Podiatry: An Overview and Brief History by Dr. Schlomo Schmuel
Doctors are undoubtedly some of the most appreciated and respected professionals in the world. This is a byproduct of the countless years that they spend learning how to fully prepare to be in their profession and the fact that saving people’s lives is a part of their job description as well. Thus, having an “M.D.” next to one’s name carries significant authority and respect.
Unfortunately, there are certain instances where some of the less-known subject areas of medicine do not get the attention that they deserve. A great example would be the area of podiatry. In most cases, people will lack the proper knowledge about this field of medicine as they have never come across it in their previous experiences. So, what exactly is podiatry and how did it come around?
Area of Focus
Podiatry is a field that studies and treats any disorders that originate in the lower extremity, foot, or ankle. It is a branch of medicine that does everything from diagnosing complicated conditions to performing surgical interventions when necessary. As with most other specializations in medicine, those who would like to become a podiatrist have to get additional training after graduating from their undergraduate program. In the United States, the average length of this program is three to six years and results in one receiving the title of a Doctor of Podiatric Medicine.
Brief Overview of the History of Podiatry
Taking proper care of one’s feet has been a priority since ancient civilization. This is proven by the fact that ancient Egyptians carved hands and feet on Ankmahor’s tomb. Unfortunately, podiatrists were separated from the actual field of organized medicine until very recently in the 20th century. Nevertheless, podiatrists were not wholly overlooked, as some of the history’s greatest leaders relied on their services. Examples include; everyone from the French military leader Napoleon to the 16th President of the United States, Abraham Lincoln.
Specifics on Training in the United States
Due to some of the changes that took place in the educational requirements for podiatrists in the United States, it is important to mention how the system is set up now. First, candidates who are interested in going to a podiatric medical school must get at least 90 credit hours with a focus in chemistry, biology, or similar. Then, they must take the Medical College Admission Test (MCAT) which is commonly regarded as one of the hardest entry-level tests in the world.
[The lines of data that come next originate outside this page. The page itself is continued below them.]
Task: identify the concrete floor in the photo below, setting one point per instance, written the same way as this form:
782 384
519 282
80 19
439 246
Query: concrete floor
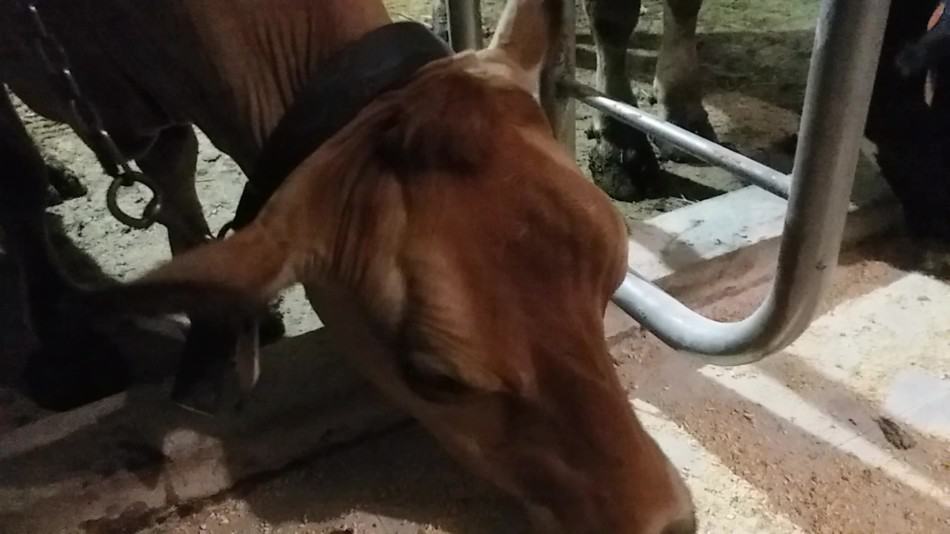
846 431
As far as the podiatric school itself, it lasts four years and can be prolonged by residencies. According to an experienced podiatrist, Dr. Schlomo Schmuel, the residency takes another three years and is consists of continued doctoral training where residents work with actual doctors in a series of fields. Examples include; rotations in infectious disease, emergency medicine, vascular surgery, rehabilitation, and many other subspecialties.
Ultimately, those who go through the residency program only have one thing left to do — get certified by one of the specialty boards. The most common one for the U.S. is the American Board of Podiatric Medicine. Expectedly, the certification process also takes time and is incredibly intense as it sets to rule out any candidates that would not make good podiatrists.
According to Dr. Schlomo Schmuel, the vast majority of podiatrists in the U.S. are going to have their own practice. This is a byproduct of a clear lack of larger practice groups where podiatry is included. Those who do not want to have their own practice, however, can find employment in clinics where underinsured patients seek treatment.
Of course, individuals who seek more education can find ways to enrich their resume even further. This can be done by getting trained in reconstructive foot surgery for patients who underwent physical trauma. Either way, a career in podiatry is undoubtedly going to be one with many advantages and innumerable growth opportunities.